There’s no talk of full moons and silver bullets. There’s not even one shot of the moon that I can remember, and our first werewolf sighting takes place after dawn. Instead, you get the sense that werewolfism is a switch that gets flipped on once — or maybe twice to make up for any audience confusion. When Blake gets initially mauled, the swirling cinematography is so hard to understand that, for good measure, a few beats later he gets mauled again.

What seems of most interest to Whannell is transformation as a physiological process. If werewolves might mutate only once, he and the makeup and special-effects teams make it as painful as possible: loose teeth, shedding hair, roiling knuckles, flimsy fingernails. It’s godawful and honestly pretty good, especially when Blake grabs his jaw and gives it a miserable yank. We’re never sure what he’s thinking, but the film has fun putting us inside Blake’s literal POV with Werewolf-O-Vision, a digital effect that makes the trees shimmer and the capillaries in Ginger’s cheeks look as tasty as red licorice. In one nifty gag, his new super-hearing makes a rustling spider as noisy as Riverdance’s Michael Flatley.
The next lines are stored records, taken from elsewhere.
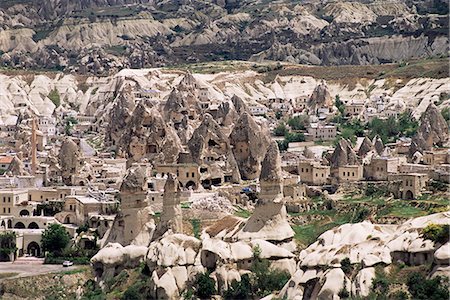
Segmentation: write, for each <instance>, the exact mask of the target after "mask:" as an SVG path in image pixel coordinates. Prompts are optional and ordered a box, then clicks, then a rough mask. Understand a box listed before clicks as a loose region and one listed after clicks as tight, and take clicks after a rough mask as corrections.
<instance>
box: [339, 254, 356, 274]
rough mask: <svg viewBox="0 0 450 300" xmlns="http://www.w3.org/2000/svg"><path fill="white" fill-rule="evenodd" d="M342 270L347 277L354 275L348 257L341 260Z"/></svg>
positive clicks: (341, 267)
mask: <svg viewBox="0 0 450 300" xmlns="http://www.w3.org/2000/svg"><path fill="white" fill-rule="evenodd" d="M341 269H342V271H344V273H345V275H350V274H351V273H352V271H353V267H352V263H351V262H350V259H349V258H348V257H346V258H344V259H343V260H341Z"/></svg>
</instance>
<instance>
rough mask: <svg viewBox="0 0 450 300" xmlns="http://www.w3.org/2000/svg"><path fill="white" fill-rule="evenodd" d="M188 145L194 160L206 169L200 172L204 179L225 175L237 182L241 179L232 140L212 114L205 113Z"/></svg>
mask: <svg viewBox="0 0 450 300" xmlns="http://www.w3.org/2000/svg"><path fill="white" fill-rule="evenodd" d="M188 147H189V151H190V153H191V155H192V159H193V161H194V162H195V163H197V164H199V166H200V168H201V169H202V170H206V172H202V173H201V174H200V176H201V178H200V179H201V180H202V181H203V180H207V179H209V180H210V179H214V178H223V177H224V176H231V179H232V181H233V182H235V183H237V182H239V181H240V174H239V169H238V167H237V164H236V160H235V159H234V154H233V152H232V150H231V145H230V141H229V139H228V137H227V136H226V135H225V134H224V133H223V132H222V128H221V127H220V126H219V125H218V124H217V123H216V121H215V120H214V119H213V117H212V116H211V115H210V114H205V116H204V117H203V121H202V123H201V124H200V126H199V127H197V129H195V131H194V133H193V135H192V138H191V139H190V140H189V143H188Z"/></svg>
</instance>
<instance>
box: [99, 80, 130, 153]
mask: <svg viewBox="0 0 450 300" xmlns="http://www.w3.org/2000/svg"><path fill="white" fill-rule="evenodd" d="M133 109H134V95H133V93H132V91H131V87H130V86H127V87H125V88H124V89H123V91H122V92H121V93H120V94H119V96H117V99H116V100H115V103H114V105H113V107H112V109H111V111H110V112H109V118H108V119H109V120H108V123H107V124H108V126H107V127H106V131H105V142H106V143H109V144H112V145H114V144H115V143H117V142H118V141H119V139H120V137H121V135H122V134H123V130H124V129H125V128H126V125H127V120H128V118H129V117H130V116H131V113H132V112H133Z"/></svg>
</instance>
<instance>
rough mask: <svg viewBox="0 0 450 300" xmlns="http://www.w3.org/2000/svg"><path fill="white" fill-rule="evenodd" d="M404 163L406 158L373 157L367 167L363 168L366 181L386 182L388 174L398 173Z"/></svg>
mask: <svg viewBox="0 0 450 300" xmlns="http://www.w3.org/2000/svg"><path fill="white" fill-rule="evenodd" d="M404 163H406V157H373V158H372V160H371V161H370V163H369V164H368V165H365V166H364V178H365V179H366V180H375V181H384V180H388V174H390V173H391V174H392V173H398V168H399V166H400V165H401V164H404Z"/></svg>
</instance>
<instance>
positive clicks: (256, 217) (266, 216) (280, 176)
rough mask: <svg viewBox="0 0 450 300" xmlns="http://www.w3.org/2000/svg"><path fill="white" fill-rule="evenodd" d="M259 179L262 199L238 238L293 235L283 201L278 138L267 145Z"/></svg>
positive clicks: (260, 192) (257, 202)
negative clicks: (287, 220)
mask: <svg viewBox="0 0 450 300" xmlns="http://www.w3.org/2000/svg"><path fill="white" fill-rule="evenodd" d="M259 181H260V185H261V192H260V199H258V202H257V205H256V208H255V211H254V212H253V214H252V216H251V217H250V218H249V219H248V220H247V222H246V223H245V225H244V227H243V228H242V229H241V230H240V231H239V232H238V233H237V238H238V239H240V240H248V239H250V240H254V239H263V240H269V241H285V240H289V239H291V238H292V237H293V236H294V231H293V230H292V228H291V226H290V225H289V223H288V221H287V212H286V207H285V206H284V201H283V182H282V175H281V159H280V152H279V150H278V145H277V143H276V142H274V141H272V143H271V144H270V145H269V147H268V149H267V152H266V155H265V157H264V160H263V163H262V168H261V175H260V178H259Z"/></svg>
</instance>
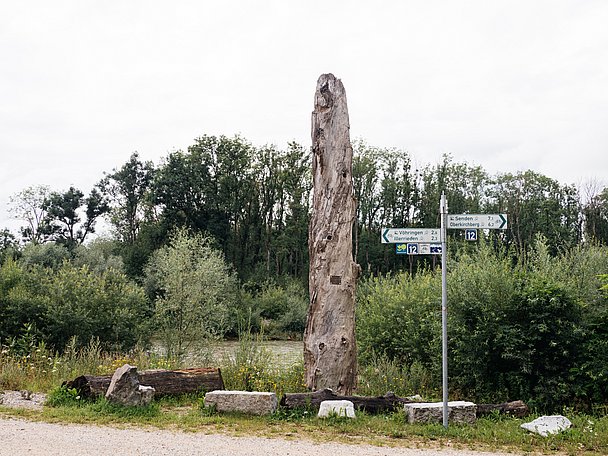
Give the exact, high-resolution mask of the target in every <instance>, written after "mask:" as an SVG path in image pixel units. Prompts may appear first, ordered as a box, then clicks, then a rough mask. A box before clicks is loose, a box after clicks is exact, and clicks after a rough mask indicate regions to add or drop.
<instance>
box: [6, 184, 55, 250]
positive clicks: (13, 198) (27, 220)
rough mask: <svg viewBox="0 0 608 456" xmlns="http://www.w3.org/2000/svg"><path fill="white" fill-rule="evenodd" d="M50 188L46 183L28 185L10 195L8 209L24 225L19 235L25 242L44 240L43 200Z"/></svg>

Oddly, only Garner’s Charlotte seems to have any instinct for firearms, first aid and auto repair. Half the Manhattanites I know can’t drive, but this hero can swap out a car battery without looking up instructions on YouTube. Beyond that, the character doesn’t have much life in her. Functionally, she’s just prey, an appetizing nothingburger who, like the script, is little more than a string of illogical decisions.

Garner won three Emmys as a ferocious heroin dealer in “Ozark” and can shift down to do great low-key work in modern horror dramas like “The Assistant” and “The Royal Hotel,” in which the way she seems to sleepwalk toward danger is a powerful comment on clinging to normalcy in times of strife.

Here, she’s also been directed to play it stiff: When Blake says he’s worried of dying, she barely blinks. The couple starts the film talking like strangers, so it’s no loss when they lose the ability to communicate at all. At least Blake gets more of a reaction when he pees on the floor. Bad dog!